- Born: 1956 Yozgat, Turkey
- Died: 14 August 2017 (aged 61) Raqqa, Syria
- Cause of death: Gunshot wounds
- Burial place: Al-Malikiyah (Derîk), Syria
- Other names: Fermun Çırak (birth name) Orhan Bakırcıyan (nom de guerre)
- Military career
- Allegiance: TKP/ML
- Branch: IFB; TİKKO;
- Service years: 1980s–2017
- Rank: TİKKO commander of operations in Rojava
- Conflicts: Maoist insurgency in Turkey; First Intifada; Lebanese Civil War; First Nagorno-Karabakh War; Kurdish–Turkish conflict; Syrian civil war Battle of Raqqa (2017) †; ;

= Nubar Ozanyan =

Turkish-Armenian far-left revolutionary

Nubar Ozanyan (Նուպար Օզանեան, born Fermun Çırak; 1956 – 14 August 2017) was a Turkish-born Armenian radical communist revolutionary, who served as a commander in the militant Communist Party of Turkey/Marxist–Leninist (TKP/ML). Fighting in several conflicts for the group, he eventually died in combat against the Islamic State during the Battle of Raqqa.

== Biography ==
Ozanyan's birth name was Fermun Çırak. He later adopted a great number of pseudonyms, of which "Nubar Ozanyan" and "Orhan Bakırcıyan" were the best known.

He was born into a poor ethnic Armenian family in Yozgat, Central Anatolia, in 1956, with his mother dying when he was still young. After receiving primary education, he was introduced to radical leftist ideology and joined the TKP/ML. Following the 1980 Turkish coup d'état, Ozanyan went into exile in France, where he was one of Yılmaz Güney's bodyguards. In the late 1980s, Ozanyan joined TKP/ML's military wing, TİKKO. In 1988 he ventured to Palestine and fought with the Popular Front for the Liberation of Palestine against the Israel Defence Forces during the First Intifada. Ozanyan received military training from local militants in Lebanon's Beqaa Valley in 1990. Between 1991–92, he fought in the First Nagorno-Karabakh War against Azerbaijan.

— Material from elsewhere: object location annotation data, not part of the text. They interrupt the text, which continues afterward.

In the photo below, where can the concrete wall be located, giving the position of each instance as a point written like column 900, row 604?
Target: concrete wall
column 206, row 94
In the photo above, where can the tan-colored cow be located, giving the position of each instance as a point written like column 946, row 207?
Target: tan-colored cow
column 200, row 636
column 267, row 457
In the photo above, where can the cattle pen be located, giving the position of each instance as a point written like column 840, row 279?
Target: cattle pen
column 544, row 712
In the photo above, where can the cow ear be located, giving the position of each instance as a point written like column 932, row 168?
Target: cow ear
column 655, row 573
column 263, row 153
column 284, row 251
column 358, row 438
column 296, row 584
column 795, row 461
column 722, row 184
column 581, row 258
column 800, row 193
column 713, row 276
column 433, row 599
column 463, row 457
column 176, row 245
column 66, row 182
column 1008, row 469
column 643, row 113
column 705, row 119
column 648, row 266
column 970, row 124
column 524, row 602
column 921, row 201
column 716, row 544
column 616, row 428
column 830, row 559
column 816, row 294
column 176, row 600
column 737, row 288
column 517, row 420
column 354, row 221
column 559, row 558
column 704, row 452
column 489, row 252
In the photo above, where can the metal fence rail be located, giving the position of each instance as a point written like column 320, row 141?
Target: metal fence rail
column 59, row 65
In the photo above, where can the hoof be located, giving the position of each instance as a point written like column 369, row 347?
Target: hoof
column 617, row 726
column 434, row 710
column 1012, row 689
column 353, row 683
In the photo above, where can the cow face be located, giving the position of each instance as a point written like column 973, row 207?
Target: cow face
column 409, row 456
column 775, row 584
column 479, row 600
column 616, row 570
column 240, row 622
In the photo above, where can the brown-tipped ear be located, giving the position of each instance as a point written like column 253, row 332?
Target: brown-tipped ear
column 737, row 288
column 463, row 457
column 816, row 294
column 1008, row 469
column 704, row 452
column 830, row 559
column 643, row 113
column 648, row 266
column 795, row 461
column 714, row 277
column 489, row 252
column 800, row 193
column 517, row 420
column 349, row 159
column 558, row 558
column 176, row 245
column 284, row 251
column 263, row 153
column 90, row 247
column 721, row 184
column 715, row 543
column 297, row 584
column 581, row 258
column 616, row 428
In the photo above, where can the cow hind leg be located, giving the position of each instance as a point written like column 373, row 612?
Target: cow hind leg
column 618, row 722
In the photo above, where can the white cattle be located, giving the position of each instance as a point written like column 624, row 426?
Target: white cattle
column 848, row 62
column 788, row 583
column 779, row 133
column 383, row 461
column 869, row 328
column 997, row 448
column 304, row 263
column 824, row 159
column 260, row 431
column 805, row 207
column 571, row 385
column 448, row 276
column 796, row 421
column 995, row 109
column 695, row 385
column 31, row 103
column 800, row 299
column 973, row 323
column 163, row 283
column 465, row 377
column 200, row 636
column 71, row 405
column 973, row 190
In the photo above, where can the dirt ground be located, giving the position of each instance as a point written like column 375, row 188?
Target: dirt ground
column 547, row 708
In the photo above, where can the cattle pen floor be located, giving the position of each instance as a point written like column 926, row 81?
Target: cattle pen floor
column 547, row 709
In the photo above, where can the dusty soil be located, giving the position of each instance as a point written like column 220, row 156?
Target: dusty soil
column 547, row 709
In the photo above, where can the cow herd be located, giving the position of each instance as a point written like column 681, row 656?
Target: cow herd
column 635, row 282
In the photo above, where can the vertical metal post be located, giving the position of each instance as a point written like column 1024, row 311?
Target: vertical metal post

He returned to Turkey's Tunceli Province in 1992 and thereafter participated in the local Maoist insurgency. At this time, Ozanyan began to rise in the ranks of the TKP/ML, and became an important organizer, ideologist, recruiter, trainer and frontline commander for the party.

In 2013, he trained TİKKO fighters in Iraqi Kurdistan. In July 2015, he became one of the commanders of the newly founded International Freedom Battalion (IFB) in Syria, whose aim was to aid the YPG/YPJ against the Islamic State in the Rojava-Islamist conflict. As a member of the IFB, he trained "many Kurdish, Turkish, Armenian, Arab, Palestinian, Greek, Canadian, Sardinian, Belgian and French internationalist fighters." Meanwhile, he attempted to keep the TKP/ML intact and active in Turkey, where the party faced increasing problems as the Turkish Armed Forces intensified their counter-insurgency campaign after the start of the Kurdish–Turkish conflict's third phase. Ozanyan returned to Tunceli Province for some time in late 2016 or early 2017, but eventually resumed his participation in the IFB. By 2017, he was the leading TİKKO commander for operations in Syria.

Ozanyan took part in the Battle for Raqqa, IS's self-proclaimed capital, during which he was killed in combat on 14 August 2017. He was 61. A memorial was held for him by the IFB and YPG/YPJ in Raqqa, and he was buried with full military honors in al-Malikiyah (Derîk) on 28 August. Thousands attended his funeral. His death was lamented by the TKP/ML, the Istanbul-based Armenian Nor Zartonk movement, the THKP-C/MLSPB, the PFLP, the MLPD, and the IRPGF.

== Personal life ==
Ozanyan could read, write and speak Turkish, Armenian and Russian and translated several leftist works into Turkish, including 'Stepan Shahumyan, the Lenin of the Caucasus' and was translating the writings of İbrahim Kaypakkaya into Armenian before his death.

== Legacy ==
On 24 April 2019, a group of Syrian Armenians who were affiliated with TKP/ML and the SDF announced the formation of the Martyr Nubar Ozanyan Brigade.